Il y a deux choses que je déteste à l'école : les cours de physique et les élèves qui aiment rabaisser les autres; et dans ma classe, il y en a un en particulier qui en a fait sa spécialité.

Je vois Ekale Ismaël avancer d'un pas sûr vers moi et déjà, mon système de défense se met automatiquement en garde.

— Samba, Samba, chantonne-t-il... la journée n'est même pas encore terminée que je sens déjà que tu vas me manquer ce week-end.

Je l'ignore et continue calmement de lire le roman de Calixthe Beyala qui fait ma joie depuis deux jours.
Ekale s'assoit sur la table devant moi et s'empare du bouquin.

— C'est intéressant ? Oh, Les Honneurs Perdus... Je l'ai lu il y a trois ans.

Je fais rouler mes yeux de la façon la plus blasée qui soit. Ce garçon ne peut pas s'empêcher de se comparer à moi. Pourtant habituel premier et par conséquent chef de classe, c'est évident qu'il n'a rien à m'envier sur le plan intellectuel.

— Dis-moi, comment ça s'est terminé avec madame Bafandi ?

Je lui reprends brusquement le livre des mains.

— Pourquoi ça t'intéresse ?

Il lève les mains en signe de capitulation.

— Si on ne peut plus se soucier de ses amis...

Je manque de m'étouffer avec ma salive. Soit il se moque de moi, soit à force de ne pas en avoir je n'ai plus une définition exacte du mot « amis ».
Je suis probablement sur le point de l'insulter, lorsque Laeticia, ma voisine de banc arrive en soupirant fort comme un buffle. Elle enlève son sac à dos, le laisse tomber sur son côté de la table et s'installe avec l'enthousiasme de quelqu'un qui doit passer chez le dentiste.

— Bonjour, grince-t-elle.

Je me serais bien fichée de la voir dans cet état, si je ne la connaissais pas comme la personne la plus pétillante de mon entourage.
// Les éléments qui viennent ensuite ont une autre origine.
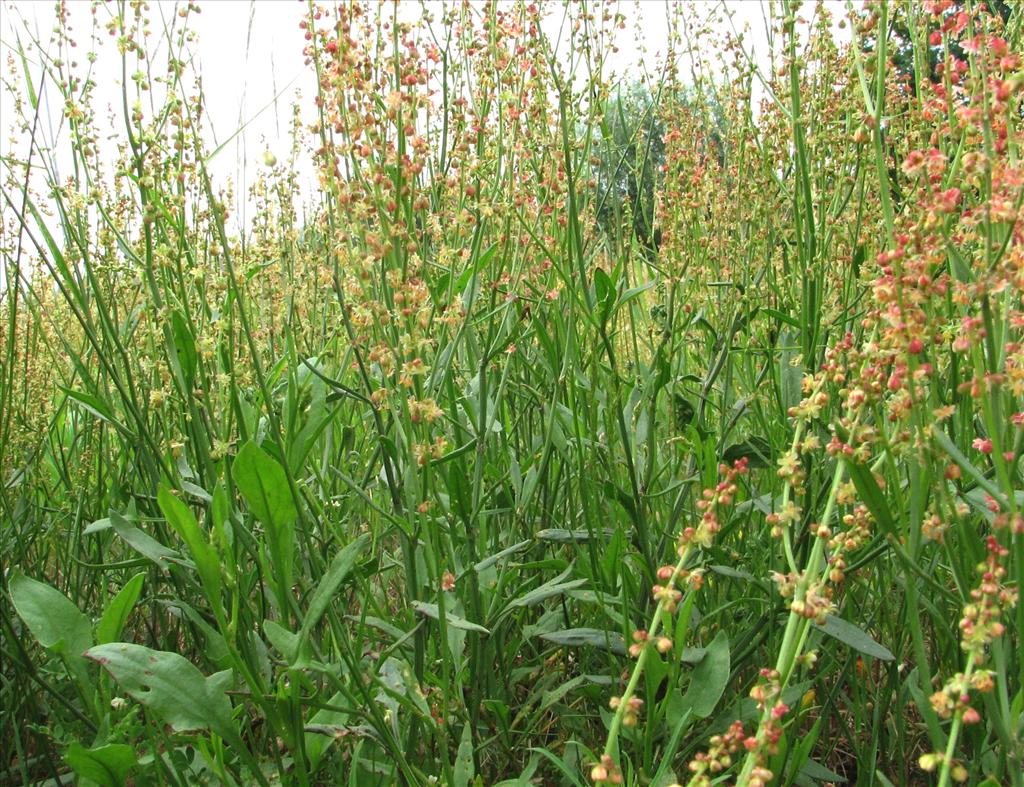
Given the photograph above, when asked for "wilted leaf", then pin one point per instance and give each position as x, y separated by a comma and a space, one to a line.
170, 686
595, 637
430, 610
107, 766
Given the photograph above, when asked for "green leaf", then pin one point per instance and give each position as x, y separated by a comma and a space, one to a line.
856, 638
113, 621
757, 450
107, 766
97, 407
604, 290
430, 610
710, 678
142, 542
53, 619
552, 587
180, 518
170, 686
814, 770
184, 347
464, 770
870, 493
340, 567
264, 486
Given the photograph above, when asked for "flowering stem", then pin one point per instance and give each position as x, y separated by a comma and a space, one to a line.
796, 627
655, 623
947, 757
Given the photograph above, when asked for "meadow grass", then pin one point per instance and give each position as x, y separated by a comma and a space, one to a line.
576, 432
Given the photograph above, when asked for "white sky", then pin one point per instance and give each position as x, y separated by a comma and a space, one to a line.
250, 51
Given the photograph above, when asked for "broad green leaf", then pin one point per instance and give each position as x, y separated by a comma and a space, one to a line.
710, 678
286, 643
170, 686
107, 766
180, 518
264, 486
184, 347
53, 619
856, 638
113, 620
340, 567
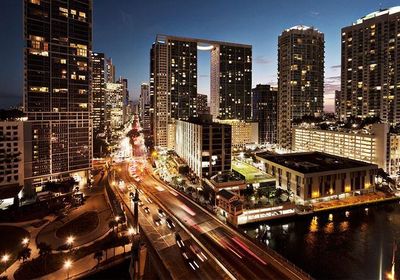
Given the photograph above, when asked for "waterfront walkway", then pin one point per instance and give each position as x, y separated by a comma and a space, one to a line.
374, 197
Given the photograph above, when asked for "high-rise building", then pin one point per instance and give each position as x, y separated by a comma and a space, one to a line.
115, 100
300, 78
11, 160
173, 82
370, 66
110, 71
264, 104
144, 108
98, 92
338, 96
231, 66
204, 145
125, 98
202, 104
57, 88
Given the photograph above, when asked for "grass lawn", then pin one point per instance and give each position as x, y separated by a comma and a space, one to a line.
81, 225
10, 243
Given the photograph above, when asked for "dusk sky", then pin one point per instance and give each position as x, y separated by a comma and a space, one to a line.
125, 30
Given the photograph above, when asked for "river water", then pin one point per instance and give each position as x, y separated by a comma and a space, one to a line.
357, 244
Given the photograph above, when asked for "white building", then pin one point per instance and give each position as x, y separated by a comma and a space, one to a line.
243, 133
374, 145
313, 176
115, 97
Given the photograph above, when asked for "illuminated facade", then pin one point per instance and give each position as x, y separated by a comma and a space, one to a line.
205, 146
265, 106
144, 108
98, 92
173, 82
300, 78
115, 97
375, 145
243, 133
370, 67
11, 159
57, 88
202, 104
313, 176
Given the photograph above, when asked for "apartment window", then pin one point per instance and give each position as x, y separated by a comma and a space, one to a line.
63, 12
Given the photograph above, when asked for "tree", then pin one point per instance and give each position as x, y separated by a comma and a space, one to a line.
112, 224
123, 240
98, 256
24, 254
44, 252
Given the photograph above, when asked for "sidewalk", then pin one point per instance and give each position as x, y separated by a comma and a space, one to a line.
33, 232
85, 265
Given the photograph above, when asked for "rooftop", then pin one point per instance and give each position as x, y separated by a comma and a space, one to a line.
381, 12
203, 44
301, 27
314, 162
251, 173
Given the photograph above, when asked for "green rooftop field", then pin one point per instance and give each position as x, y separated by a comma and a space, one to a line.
251, 173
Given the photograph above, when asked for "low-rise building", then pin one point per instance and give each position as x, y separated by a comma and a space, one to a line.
243, 133
374, 144
204, 145
312, 176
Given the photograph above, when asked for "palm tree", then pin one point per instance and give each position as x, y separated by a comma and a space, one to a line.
44, 252
98, 256
24, 254
112, 224
123, 240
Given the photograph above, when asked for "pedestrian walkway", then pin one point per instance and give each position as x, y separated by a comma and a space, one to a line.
85, 264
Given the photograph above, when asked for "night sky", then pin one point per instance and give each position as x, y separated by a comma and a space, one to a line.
125, 30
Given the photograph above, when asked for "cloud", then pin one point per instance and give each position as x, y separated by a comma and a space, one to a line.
262, 60
126, 18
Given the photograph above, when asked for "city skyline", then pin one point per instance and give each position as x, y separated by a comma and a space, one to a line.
134, 31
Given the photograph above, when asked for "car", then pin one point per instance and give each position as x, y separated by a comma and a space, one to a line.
196, 250
170, 223
179, 240
193, 264
161, 213
157, 220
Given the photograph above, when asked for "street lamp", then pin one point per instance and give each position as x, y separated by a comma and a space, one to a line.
25, 241
67, 266
4, 259
70, 241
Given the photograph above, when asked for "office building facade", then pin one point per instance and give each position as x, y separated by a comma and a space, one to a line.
98, 92
314, 176
57, 88
370, 66
202, 104
173, 82
205, 146
144, 108
264, 112
300, 78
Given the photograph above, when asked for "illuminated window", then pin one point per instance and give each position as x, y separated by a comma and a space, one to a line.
63, 12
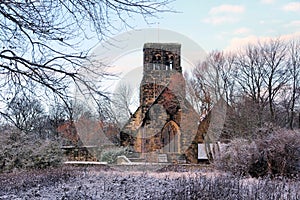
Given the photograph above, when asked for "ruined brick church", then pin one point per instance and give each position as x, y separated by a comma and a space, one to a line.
165, 122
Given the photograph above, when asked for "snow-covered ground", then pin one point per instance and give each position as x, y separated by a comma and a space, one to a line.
105, 183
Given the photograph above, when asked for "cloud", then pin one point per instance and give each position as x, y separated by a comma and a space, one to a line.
295, 23
267, 1
224, 14
292, 7
215, 20
238, 43
226, 9
241, 31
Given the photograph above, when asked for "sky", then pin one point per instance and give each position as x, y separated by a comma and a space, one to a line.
227, 24
212, 25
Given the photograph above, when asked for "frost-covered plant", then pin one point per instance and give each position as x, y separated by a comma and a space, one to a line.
110, 155
20, 151
275, 154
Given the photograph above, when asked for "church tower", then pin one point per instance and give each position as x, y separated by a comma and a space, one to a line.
161, 64
164, 123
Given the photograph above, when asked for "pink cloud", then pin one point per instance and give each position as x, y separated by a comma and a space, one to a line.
293, 7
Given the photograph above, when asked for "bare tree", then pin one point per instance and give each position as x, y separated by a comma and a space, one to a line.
294, 69
123, 101
249, 74
274, 54
25, 113
46, 42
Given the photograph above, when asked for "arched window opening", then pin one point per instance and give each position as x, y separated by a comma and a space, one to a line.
171, 138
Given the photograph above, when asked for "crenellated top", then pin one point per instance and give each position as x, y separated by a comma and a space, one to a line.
162, 56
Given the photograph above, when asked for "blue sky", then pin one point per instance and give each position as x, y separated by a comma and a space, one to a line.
213, 25
227, 24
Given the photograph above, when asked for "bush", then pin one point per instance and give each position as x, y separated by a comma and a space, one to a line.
275, 154
19, 151
110, 155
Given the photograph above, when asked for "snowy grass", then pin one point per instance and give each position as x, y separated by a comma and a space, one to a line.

Même les jours de pluie, elle mettait des chaussures colorées et était apte à chanter toute la journée (pour mon plus grand malheur).

— C'est quoi cette tête ? Je l'interroge.

Elle tire sur sa jupe avec rage.

— Je suis censée prendre ça pour une réponse ?

— J'ai croisé un surveillant dans la cour, il m'a réprimandée sur le fait que mon uniforme soit « trop serré » et a dit que lundi je ne revienne pas avec le même.

Ismaël s'est esclaffé tandis que ma curiosité se repliait, déçue.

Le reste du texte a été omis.